Discover different upcoming enterprise know-how occasions and webinars powered by TechForge here.

Source link

TAGGED: Beat, CloudMatrix, Huawei, internal, Nvidia, performance, Tests
Share This Article
Twitter Email Copy Link Print
Previous Article Unlock the other 99% of your data - now ready for AI Unlock the other 99% of your data – now ready for AI
Next Article Fire detection and suppression market is projected to cross $3 bn by 2034 Fire detection and suppression market is projected to cross $3 bn by 2034
Leave a comment

Leave a Reply Cancel reply

Your email address will not be published. Required fields are marked *

Your Trusted Source for Accurate and Timely Updates!

Our commitment to accuracy, impartiality, and delivering breaking news as it happens has earned us the trust of a vast audience.

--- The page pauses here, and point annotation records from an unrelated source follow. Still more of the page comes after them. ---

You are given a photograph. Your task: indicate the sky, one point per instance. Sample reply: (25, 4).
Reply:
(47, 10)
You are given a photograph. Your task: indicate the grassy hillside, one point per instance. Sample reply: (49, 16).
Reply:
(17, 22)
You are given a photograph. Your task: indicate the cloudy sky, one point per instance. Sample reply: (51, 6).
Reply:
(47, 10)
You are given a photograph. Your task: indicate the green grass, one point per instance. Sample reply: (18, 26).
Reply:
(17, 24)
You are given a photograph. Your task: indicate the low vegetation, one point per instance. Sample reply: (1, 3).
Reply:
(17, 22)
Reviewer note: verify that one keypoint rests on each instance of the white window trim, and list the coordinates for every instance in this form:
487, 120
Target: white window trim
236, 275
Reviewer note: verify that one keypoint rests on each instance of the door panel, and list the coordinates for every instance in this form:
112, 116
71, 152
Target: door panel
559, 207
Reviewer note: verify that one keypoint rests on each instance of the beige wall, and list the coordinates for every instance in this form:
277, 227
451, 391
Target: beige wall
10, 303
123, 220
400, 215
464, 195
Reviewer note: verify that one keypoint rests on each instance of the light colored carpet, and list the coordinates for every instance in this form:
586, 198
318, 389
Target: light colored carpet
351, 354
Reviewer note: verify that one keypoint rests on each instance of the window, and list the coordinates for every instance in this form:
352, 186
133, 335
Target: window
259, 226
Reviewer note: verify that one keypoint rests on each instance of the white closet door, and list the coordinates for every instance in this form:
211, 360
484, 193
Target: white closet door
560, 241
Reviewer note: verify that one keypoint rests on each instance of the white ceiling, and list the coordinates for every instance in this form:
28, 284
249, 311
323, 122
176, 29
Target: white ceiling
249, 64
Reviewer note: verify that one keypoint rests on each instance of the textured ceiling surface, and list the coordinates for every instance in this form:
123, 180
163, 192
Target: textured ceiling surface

Stay ahead with real-time updates on the latest events, trends.
FacebookLike
TwitterFollow
InstagramFollow
YoutubeSubscribe
LinkedInFollow
MediumFollow
- Advertisement -
Ad image

Popular Posts

DeepSeek V3-0324 beats rival AI models in open-source first

DeepSeek V3-0324 has grow to be the highest-scoring non-reasoning mannequin on the Artificial Analysis Intelligence…

March 26, 2025

Energy park in Greater Manchester poised to boost UK economy

Eclipse Energy Optimise and Carlton Energy have sealed a joint growth settlement (JDA) to convey…

August 5, 2025

Runway’s new AI image generator Frames is here

Be part of our each day and weekly newsletters for the newest updates and unique…

January 18, 2025

AI to automate banking, threaten finance jobs

AI is remodeling the banking business, however the anticipated advantages and financial savings come at…

August 30, 2025

China’s AI future and Huawei’s long game

Ask Huawei CEO Ren Zhengfei for his tackle AI in China and the mountain of…

June 18, 2025

You Might Also Like

The role of AI in enterprise infrastructure operations
Cloud Computing

The role of AI in enterprise infrastructure operations

By saad
Keppel starts work on floating data centre in Singapore
Cloud Computing

Keppel starts work on floating data centre in Singapore

By saad
The last piece in the DC construction puzzle: Ongoing operations
Cloud Computing

The last piece in the DC construction puzzle: Ongoing operations

By saad
Google Cloud and NVIDIA logos as, at the Google Cloud Next conference, the companies outlined their hardware roadmap designed to address the cost of AI inference at scale.
AI & Compute

NVIDIA and Google infrastructure cuts AI inference costs

By saad

About Us

Data Center News is your dedicated source for data center infrastructure, AI compute, cloud, and industry news.

Top Categories

  • AI & Compute
  • Cloud Computing
  • Power & Cooling
  • Colocation
  • Security
  • Infrastructure
  • Sustainability
  • Industry News

Useful Links

  • Home
  • Contact
  • Privacy Policy
  • Terms & Conditions

Find Us on Socials

© 2026 Data Center News. All Rights Reserved.

© 2026 Data Center News. All Rights Reserved.
Welcome Back!

Sign in to your account

Lost your password?
We use cookies to ensure that we give you the best experience on our website. If you continue to use this site we will assume that you are happy with it.
You can revoke your consent any time using the Revoke consent button.